The effort began when Cone Health contacted Volvo asking the company if they could help create PPE for its workers so they could be prepared when the pandemic peaked at its hospitals.

“I’ve been a business leader for more than 25 years, and I’ve been through a variety of crises and never seen one like this,” said Martin Weissburg, president of Mack Trucks and chairman of Volvo Group North America.

Weissburg said Volvo, a large employer in several midsize cities, has a history of helping the community. He turned to his engineers to see how the company could help during a pandemic.

“If we can build the best trucks and power systems in the industry, we can sure help out with some plastic parts for face masks,” he said.

Volvo previously donated to the hospital network several thousand pieces of PPE, such as safety glasses, gloves and various types of masks from its internal stock. Company executives also have re-tasked plants in Virginia, Maryland, Pennsylvania and Canada to making needed protective gear.

Volvo’s chief engineer, Steve Barnhardt, helped coordinate the North Carolina effort.

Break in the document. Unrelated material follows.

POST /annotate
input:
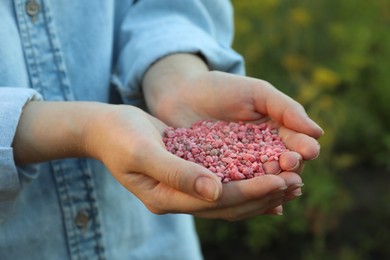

“We were able to shift some of our production tools and start producing,” Barnhardt said. “When you say people are really in need, it’s really easy to get people motivated to work on this.”

Aided by a computer design, a 3D printer uses laser technology to build a three-dimensional object from a liquid photopolymer. Micrometer layer by micrometer layer, the object takes shape from the bottom up. In this case, the object was a plastic visor that holds a clear face shield that could save lives.

Some Volvo workers are using their home-based 3D printers to create adjustable clips for masks that take the stress of the mask’s ear loops off the user’s ear. Fargeon said a home printer can produce about 70 “ear savers” in four hours.

The company’s main 3D printer has been working around the clock turning out plastic visors that will be fitted with clear plastic shields. Producing the visors takes longer and the machine can produce only about 24 a day. Fargeon has been going in on his own time to keep the printer running. Volvo has produced hundreds of face shields.

Between donations of shields from Volvo and other sources, Cone Health is at capacity, according to Mary Beth Halprin, Volvo’s vice president of PR and corporate affairs. So the company is turning its efforts to other health care facilities and offering the shields to its own employees.

That keeps the company’s 3D printers busy as they create one visor at a time.